Tag statistics

Introduction

Querying large volumes of time-series data stored in Machbase TAG tables frequently involves retrieving statistical summaries associated with specific Tag Identifiers (Tag IDs). While direct queries on the TAG table using NAME (Tag ID) and time predicates are fundamental, computing aggregate statistics such as minimum/maximum values, counts, or time boundaries across extensive datasets for individual tags can incur significant computational overhead and latency.

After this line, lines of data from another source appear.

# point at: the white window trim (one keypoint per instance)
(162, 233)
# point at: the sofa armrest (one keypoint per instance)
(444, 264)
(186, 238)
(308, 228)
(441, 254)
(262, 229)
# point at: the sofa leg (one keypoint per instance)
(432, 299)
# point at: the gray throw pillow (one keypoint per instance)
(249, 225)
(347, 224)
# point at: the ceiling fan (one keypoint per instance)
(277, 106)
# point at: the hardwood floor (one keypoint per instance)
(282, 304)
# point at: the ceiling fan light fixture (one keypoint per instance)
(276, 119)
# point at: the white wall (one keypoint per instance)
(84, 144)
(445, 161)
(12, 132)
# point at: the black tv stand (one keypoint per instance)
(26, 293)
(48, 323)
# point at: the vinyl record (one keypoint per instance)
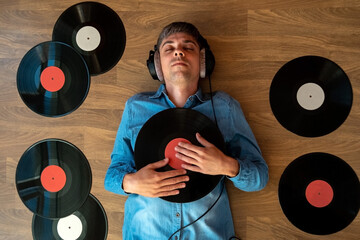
(88, 222)
(53, 178)
(311, 96)
(166, 128)
(53, 79)
(95, 31)
(319, 193)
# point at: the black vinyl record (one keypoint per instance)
(311, 96)
(53, 79)
(167, 126)
(88, 222)
(319, 193)
(53, 178)
(95, 31)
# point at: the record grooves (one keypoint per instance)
(174, 124)
(88, 222)
(53, 178)
(311, 96)
(53, 79)
(95, 31)
(319, 193)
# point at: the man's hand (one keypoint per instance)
(207, 159)
(150, 183)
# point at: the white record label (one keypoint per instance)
(88, 38)
(310, 96)
(70, 227)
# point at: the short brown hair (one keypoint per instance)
(181, 27)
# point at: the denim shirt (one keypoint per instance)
(155, 218)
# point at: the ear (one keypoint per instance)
(157, 64)
(202, 63)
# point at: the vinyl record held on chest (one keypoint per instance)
(319, 193)
(162, 132)
(311, 96)
(95, 31)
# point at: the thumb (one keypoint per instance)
(158, 164)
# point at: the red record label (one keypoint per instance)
(170, 153)
(53, 178)
(319, 193)
(52, 79)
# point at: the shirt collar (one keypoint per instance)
(162, 91)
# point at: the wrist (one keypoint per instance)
(127, 183)
(233, 167)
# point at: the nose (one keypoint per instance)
(179, 53)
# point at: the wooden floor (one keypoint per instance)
(251, 40)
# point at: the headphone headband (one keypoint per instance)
(207, 61)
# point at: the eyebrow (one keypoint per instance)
(185, 41)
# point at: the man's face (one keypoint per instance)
(180, 58)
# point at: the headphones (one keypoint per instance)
(207, 61)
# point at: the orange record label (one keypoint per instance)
(52, 79)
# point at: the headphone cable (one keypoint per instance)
(222, 189)
(212, 102)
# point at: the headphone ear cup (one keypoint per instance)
(157, 64)
(210, 61)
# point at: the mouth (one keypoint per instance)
(179, 63)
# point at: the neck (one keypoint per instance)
(179, 94)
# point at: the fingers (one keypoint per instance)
(170, 187)
(203, 141)
(158, 164)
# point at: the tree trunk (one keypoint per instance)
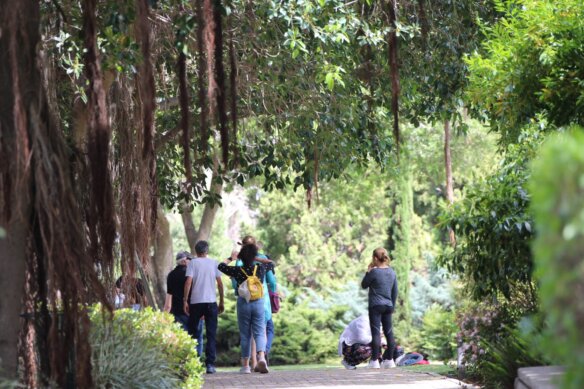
(19, 83)
(208, 217)
(12, 276)
(190, 229)
(449, 182)
(163, 254)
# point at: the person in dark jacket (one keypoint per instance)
(175, 285)
(382, 283)
(250, 314)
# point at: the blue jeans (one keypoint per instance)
(251, 320)
(183, 320)
(209, 310)
(270, 335)
(380, 317)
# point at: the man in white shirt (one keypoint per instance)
(202, 274)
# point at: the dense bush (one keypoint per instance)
(494, 227)
(515, 348)
(438, 333)
(142, 349)
(531, 64)
(558, 205)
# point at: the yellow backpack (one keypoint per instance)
(251, 289)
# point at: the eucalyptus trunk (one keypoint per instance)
(449, 181)
(163, 254)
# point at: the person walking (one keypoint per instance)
(175, 288)
(382, 283)
(250, 313)
(202, 274)
(269, 286)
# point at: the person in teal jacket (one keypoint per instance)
(270, 285)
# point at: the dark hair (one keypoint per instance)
(248, 253)
(202, 247)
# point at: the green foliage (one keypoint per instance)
(494, 227)
(331, 243)
(142, 349)
(514, 349)
(558, 205)
(532, 64)
(438, 333)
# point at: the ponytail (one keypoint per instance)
(381, 255)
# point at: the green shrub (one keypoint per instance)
(143, 349)
(513, 350)
(558, 206)
(438, 333)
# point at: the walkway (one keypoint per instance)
(328, 378)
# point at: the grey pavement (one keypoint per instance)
(329, 378)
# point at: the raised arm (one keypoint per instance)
(188, 283)
(220, 287)
(231, 271)
(271, 281)
(168, 303)
(394, 293)
(366, 280)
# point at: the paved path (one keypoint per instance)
(328, 378)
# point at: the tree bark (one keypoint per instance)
(163, 253)
(13, 250)
(190, 229)
(449, 181)
(19, 86)
(207, 218)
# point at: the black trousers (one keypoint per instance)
(210, 311)
(380, 316)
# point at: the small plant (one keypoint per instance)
(143, 349)
(438, 333)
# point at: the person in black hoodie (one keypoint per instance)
(175, 285)
(382, 283)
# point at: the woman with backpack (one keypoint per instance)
(270, 294)
(250, 304)
(382, 283)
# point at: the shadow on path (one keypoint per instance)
(329, 378)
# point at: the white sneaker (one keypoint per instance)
(262, 366)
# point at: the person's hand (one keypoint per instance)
(263, 260)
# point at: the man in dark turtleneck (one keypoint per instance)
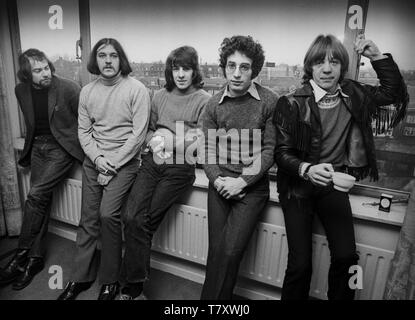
(50, 109)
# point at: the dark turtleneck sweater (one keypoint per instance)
(40, 106)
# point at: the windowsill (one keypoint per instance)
(370, 213)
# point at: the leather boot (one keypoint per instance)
(14, 268)
(33, 267)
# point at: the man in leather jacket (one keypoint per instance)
(322, 127)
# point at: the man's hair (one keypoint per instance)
(25, 69)
(245, 45)
(124, 64)
(319, 48)
(184, 56)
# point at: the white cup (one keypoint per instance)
(343, 181)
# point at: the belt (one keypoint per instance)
(45, 137)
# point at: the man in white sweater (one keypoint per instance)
(113, 118)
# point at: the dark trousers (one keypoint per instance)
(155, 190)
(333, 209)
(50, 164)
(101, 220)
(230, 224)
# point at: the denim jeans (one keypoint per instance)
(333, 209)
(101, 221)
(155, 190)
(230, 224)
(50, 164)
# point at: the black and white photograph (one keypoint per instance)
(207, 155)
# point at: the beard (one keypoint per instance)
(43, 84)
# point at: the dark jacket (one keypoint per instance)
(63, 98)
(298, 126)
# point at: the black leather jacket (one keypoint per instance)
(298, 126)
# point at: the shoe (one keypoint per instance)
(33, 267)
(108, 291)
(14, 268)
(72, 290)
(125, 296)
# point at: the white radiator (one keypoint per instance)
(184, 234)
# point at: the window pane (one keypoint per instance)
(395, 149)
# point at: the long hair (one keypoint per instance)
(124, 64)
(184, 56)
(246, 45)
(25, 69)
(319, 48)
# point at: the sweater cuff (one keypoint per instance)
(302, 168)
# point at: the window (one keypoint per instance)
(395, 148)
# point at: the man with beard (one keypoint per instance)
(50, 109)
(114, 112)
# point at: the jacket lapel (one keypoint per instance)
(306, 92)
(52, 97)
(27, 104)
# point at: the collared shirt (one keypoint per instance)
(251, 90)
(319, 92)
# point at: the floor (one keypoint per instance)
(162, 285)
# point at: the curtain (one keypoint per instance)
(10, 207)
(400, 284)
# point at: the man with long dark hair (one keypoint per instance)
(322, 127)
(114, 113)
(50, 109)
(163, 177)
(237, 171)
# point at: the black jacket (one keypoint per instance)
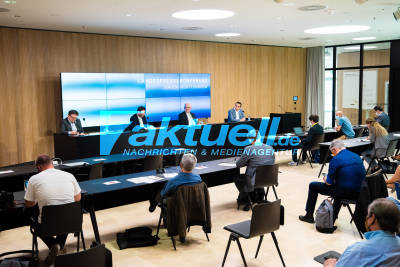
(134, 122)
(66, 126)
(182, 119)
(314, 131)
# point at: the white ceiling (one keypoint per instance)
(259, 21)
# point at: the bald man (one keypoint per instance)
(344, 126)
(187, 117)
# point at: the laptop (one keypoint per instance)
(298, 131)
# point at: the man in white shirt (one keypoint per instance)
(187, 117)
(51, 187)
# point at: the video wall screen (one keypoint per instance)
(112, 98)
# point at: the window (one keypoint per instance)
(356, 80)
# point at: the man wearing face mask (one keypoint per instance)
(382, 246)
(344, 126)
(345, 175)
(314, 132)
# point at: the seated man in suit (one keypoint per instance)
(184, 177)
(382, 118)
(381, 246)
(138, 119)
(71, 124)
(187, 117)
(51, 187)
(345, 175)
(236, 113)
(252, 157)
(344, 126)
(306, 143)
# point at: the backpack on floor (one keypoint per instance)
(324, 217)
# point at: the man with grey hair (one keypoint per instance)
(187, 117)
(184, 177)
(254, 155)
(382, 246)
(345, 175)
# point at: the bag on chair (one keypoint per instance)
(324, 217)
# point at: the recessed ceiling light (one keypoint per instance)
(192, 28)
(363, 38)
(312, 8)
(228, 34)
(203, 14)
(337, 29)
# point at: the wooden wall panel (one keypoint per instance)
(263, 78)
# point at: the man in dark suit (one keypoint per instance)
(72, 125)
(315, 130)
(138, 119)
(187, 117)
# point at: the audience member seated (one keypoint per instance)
(394, 179)
(381, 117)
(187, 117)
(379, 137)
(71, 125)
(138, 120)
(185, 177)
(345, 175)
(256, 154)
(236, 113)
(382, 246)
(51, 187)
(344, 126)
(315, 130)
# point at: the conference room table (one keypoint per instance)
(105, 193)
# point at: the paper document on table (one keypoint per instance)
(75, 163)
(170, 175)
(228, 164)
(144, 180)
(7, 171)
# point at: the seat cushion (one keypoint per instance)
(242, 228)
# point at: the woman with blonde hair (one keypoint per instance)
(379, 137)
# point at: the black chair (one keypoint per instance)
(390, 152)
(58, 220)
(153, 162)
(96, 171)
(313, 147)
(266, 218)
(266, 176)
(95, 256)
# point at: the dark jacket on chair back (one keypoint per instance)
(190, 205)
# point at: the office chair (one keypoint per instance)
(266, 218)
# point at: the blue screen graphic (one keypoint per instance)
(120, 94)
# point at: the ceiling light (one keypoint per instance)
(228, 34)
(363, 38)
(312, 8)
(203, 14)
(337, 29)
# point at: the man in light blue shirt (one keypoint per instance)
(344, 125)
(236, 114)
(382, 246)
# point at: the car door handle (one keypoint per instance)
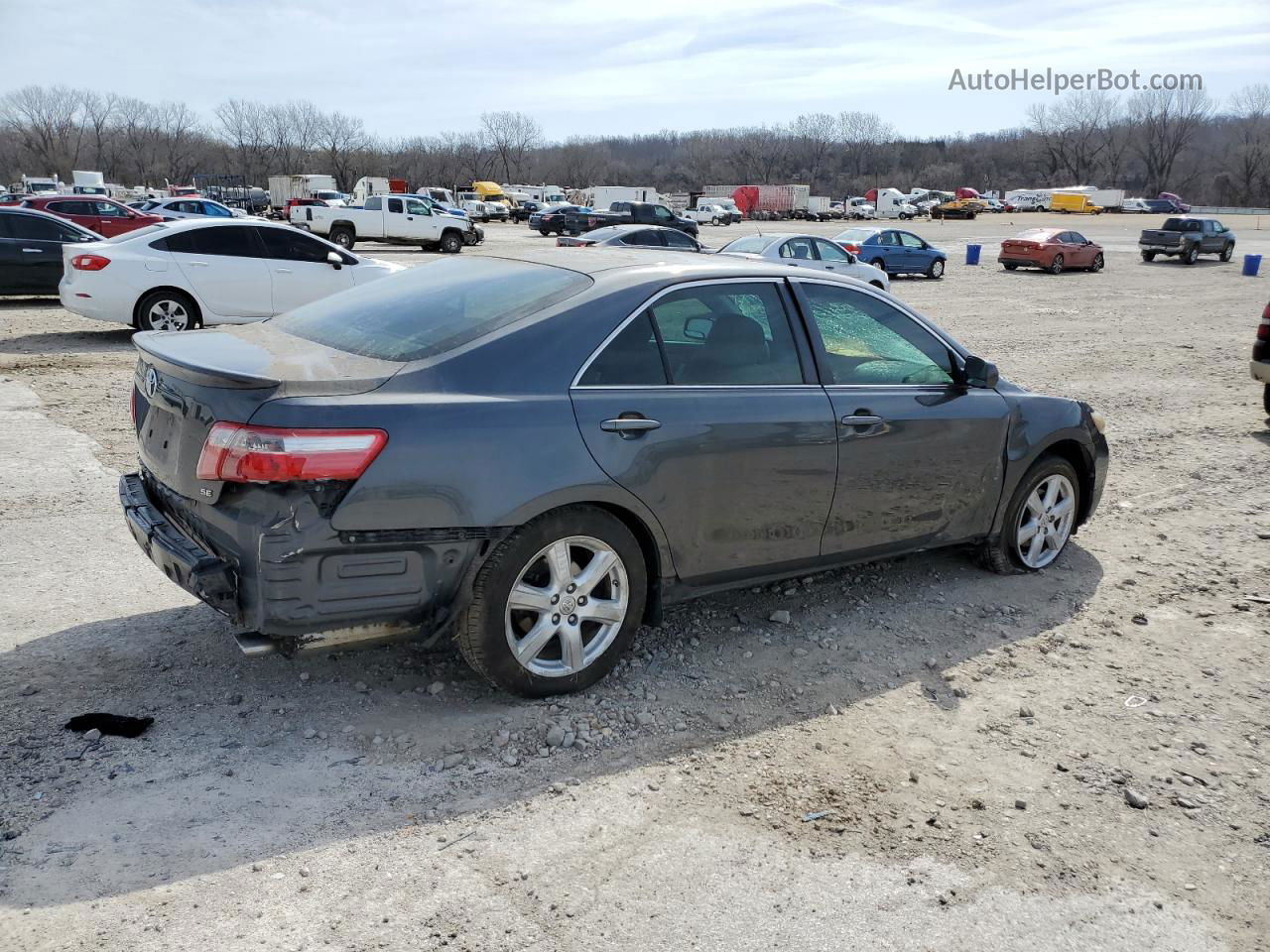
(629, 428)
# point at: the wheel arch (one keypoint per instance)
(183, 293)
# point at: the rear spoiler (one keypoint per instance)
(178, 354)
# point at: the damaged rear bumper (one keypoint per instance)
(271, 561)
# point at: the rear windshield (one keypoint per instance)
(434, 307)
(749, 244)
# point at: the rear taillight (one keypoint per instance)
(235, 452)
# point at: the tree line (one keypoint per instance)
(1210, 151)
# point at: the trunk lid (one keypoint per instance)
(186, 381)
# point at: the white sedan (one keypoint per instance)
(806, 252)
(190, 207)
(181, 276)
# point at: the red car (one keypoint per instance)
(104, 216)
(1051, 249)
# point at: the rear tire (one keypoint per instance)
(1007, 555)
(517, 593)
(344, 238)
(168, 309)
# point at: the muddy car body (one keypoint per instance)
(327, 477)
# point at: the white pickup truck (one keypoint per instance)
(397, 220)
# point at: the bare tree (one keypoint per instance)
(511, 136)
(1164, 123)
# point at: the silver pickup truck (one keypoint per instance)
(397, 220)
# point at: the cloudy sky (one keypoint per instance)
(620, 67)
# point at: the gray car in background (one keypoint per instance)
(810, 252)
(535, 456)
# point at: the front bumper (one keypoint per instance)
(270, 560)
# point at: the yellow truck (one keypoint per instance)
(492, 191)
(1074, 204)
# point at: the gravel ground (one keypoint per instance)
(925, 756)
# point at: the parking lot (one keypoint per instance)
(926, 756)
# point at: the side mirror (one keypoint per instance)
(980, 373)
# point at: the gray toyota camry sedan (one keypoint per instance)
(534, 456)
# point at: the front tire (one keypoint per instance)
(168, 309)
(1039, 520)
(557, 604)
(343, 238)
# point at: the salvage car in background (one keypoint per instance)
(806, 252)
(349, 460)
(181, 276)
(104, 216)
(190, 207)
(633, 236)
(31, 249)
(893, 250)
(1051, 249)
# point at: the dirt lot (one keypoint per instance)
(926, 757)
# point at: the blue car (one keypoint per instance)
(893, 250)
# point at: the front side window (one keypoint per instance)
(644, 238)
(798, 248)
(829, 252)
(726, 334)
(677, 239)
(867, 340)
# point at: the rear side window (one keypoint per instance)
(434, 307)
(232, 241)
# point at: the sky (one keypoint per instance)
(585, 68)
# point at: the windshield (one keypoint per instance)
(432, 308)
(749, 244)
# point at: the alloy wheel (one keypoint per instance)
(168, 315)
(1046, 521)
(567, 607)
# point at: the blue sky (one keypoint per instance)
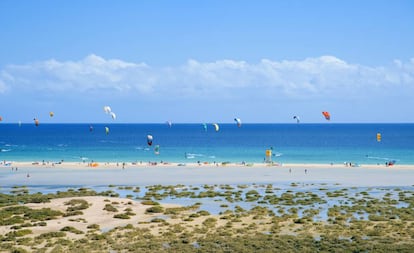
(207, 61)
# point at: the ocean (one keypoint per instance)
(290, 143)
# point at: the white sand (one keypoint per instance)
(105, 174)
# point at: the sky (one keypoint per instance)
(207, 61)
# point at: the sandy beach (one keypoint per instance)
(72, 173)
(316, 183)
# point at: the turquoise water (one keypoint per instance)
(291, 143)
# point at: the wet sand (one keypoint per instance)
(191, 174)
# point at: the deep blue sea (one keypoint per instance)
(291, 143)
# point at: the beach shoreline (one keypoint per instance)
(72, 173)
(155, 164)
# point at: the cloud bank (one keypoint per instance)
(311, 77)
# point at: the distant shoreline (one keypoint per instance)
(93, 164)
(80, 174)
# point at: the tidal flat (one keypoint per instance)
(300, 217)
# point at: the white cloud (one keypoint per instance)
(325, 75)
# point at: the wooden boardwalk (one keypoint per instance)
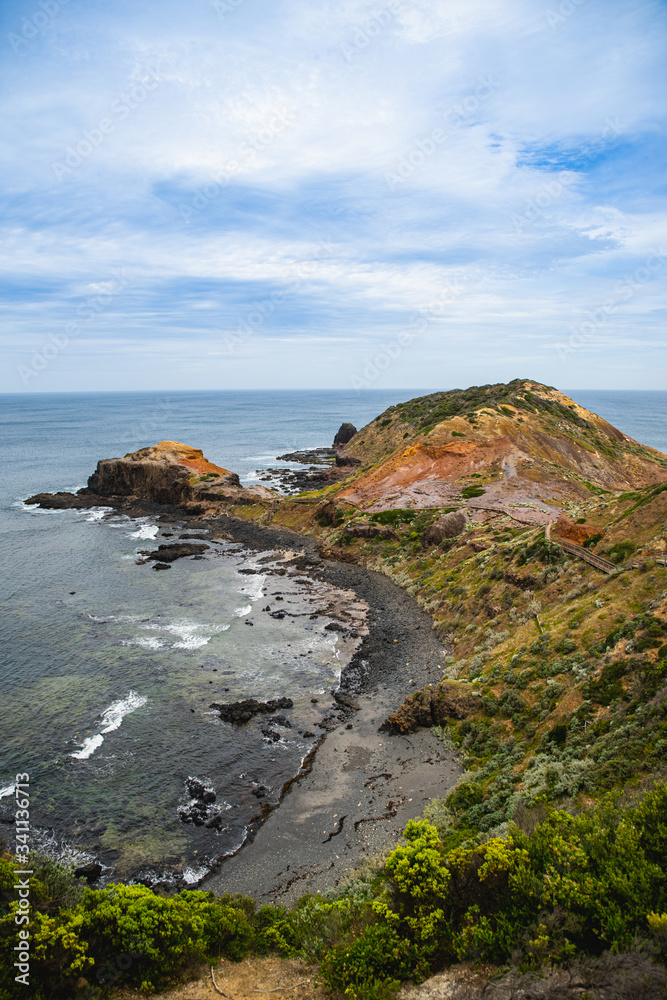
(605, 565)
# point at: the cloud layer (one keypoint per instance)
(283, 193)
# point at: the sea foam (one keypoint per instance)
(111, 719)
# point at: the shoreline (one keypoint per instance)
(361, 786)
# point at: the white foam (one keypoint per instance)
(145, 531)
(111, 719)
(150, 642)
(116, 712)
(254, 588)
(88, 747)
(190, 635)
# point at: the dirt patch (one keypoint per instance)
(257, 978)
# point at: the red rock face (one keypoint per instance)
(527, 464)
(571, 532)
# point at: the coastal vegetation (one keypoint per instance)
(551, 849)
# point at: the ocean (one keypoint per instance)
(109, 668)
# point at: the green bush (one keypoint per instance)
(394, 517)
(372, 966)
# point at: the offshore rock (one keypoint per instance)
(58, 501)
(170, 553)
(200, 809)
(344, 434)
(169, 472)
(370, 531)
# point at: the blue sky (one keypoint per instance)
(304, 193)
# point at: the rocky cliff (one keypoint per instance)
(168, 472)
(501, 447)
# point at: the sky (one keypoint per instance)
(248, 194)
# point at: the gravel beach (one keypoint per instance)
(363, 785)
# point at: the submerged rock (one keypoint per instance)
(200, 810)
(240, 712)
(58, 501)
(176, 550)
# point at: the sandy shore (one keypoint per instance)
(364, 785)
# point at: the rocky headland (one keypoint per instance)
(512, 549)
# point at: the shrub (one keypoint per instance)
(394, 517)
(372, 965)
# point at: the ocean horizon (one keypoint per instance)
(109, 668)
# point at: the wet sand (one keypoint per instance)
(363, 785)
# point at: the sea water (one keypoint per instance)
(109, 668)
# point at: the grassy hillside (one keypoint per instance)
(551, 848)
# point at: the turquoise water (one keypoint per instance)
(109, 667)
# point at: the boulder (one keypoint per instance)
(168, 472)
(178, 550)
(58, 501)
(91, 871)
(371, 531)
(449, 526)
(432, 706)
(571, 532)
(344, 434)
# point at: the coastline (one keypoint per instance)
(359, 786)
(363, 785)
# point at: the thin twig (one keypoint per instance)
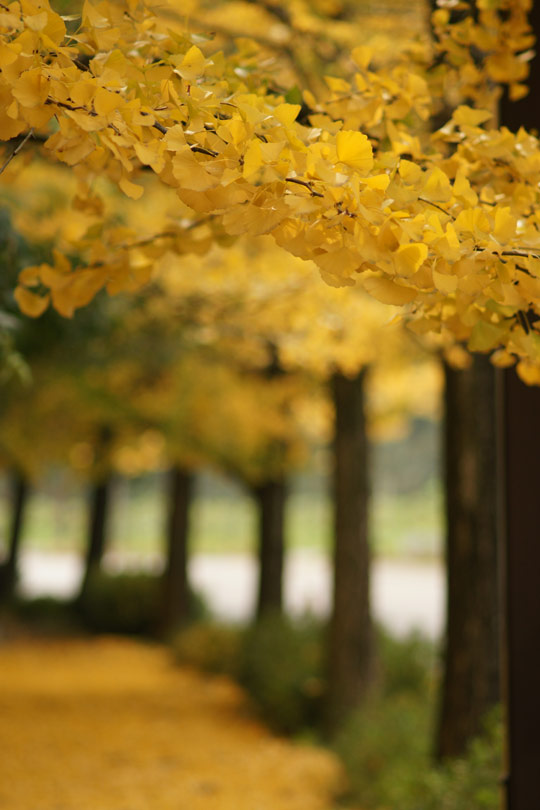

To address this challenge and provide expedited access to essential per-tag statistics, Machbase offers an automated statistical aggregation feature centered around a dedicated system view. This mechanism pre-calculates and maintains key statistical metrics for each Tag ID, enabling substantially faster retrieval compared to direct computation on the raw TAG table data, akin to the performance benefits observed with Rollup tables but focused on per-tag summaries rather than time-based intervals.

The `v$tag_table_name_stat` View

Upon the creation of a TAG table, Machbase automatically generates a corresponding system view named v$tag_table_name_stat (where tag_table_name is the name of the parent TAG table). The primary function of this view is to store and provide readily accessible statistical summaries aggregated on a per-Tag ID basis.

This view is populated and maintained internally by the Machbase engine, alleviating the need for users to manually configure or manage complex aggregation processes for these common statistical indicators.

Enabling Statistics Collection

The population of the v$tag_table_name_stat view is contingent upon specific configurations during the TAG table definition:

TAG_STAT_ENABLE Property: This table property controls the overall activation of the per-tag statistics collection mechanism. It defaults to 1 (enabled). If explicitly set to 0 during table creation (CREATE TAG TABLE ... TAG_STAT_ENABLE=0), the v$tag_table_name_stat view will not be populated, and no per-tag statistics will be maintained.
SUMMARIZED Keyword: To collect value-based statistics (minimum value, maximum value, and their corresponding timestamps), the designated value column within the TAG table schema (conventionally the third column, representing the sensor reading or metric) must be defined with the SUMMARIZED keyword. If the SUMMARIZED keyword is omitted from the value column definition, only non-value-based statistics (row count, time boundaries, recent time) will be collected and stored in the view, while value-related fields will remain NULL.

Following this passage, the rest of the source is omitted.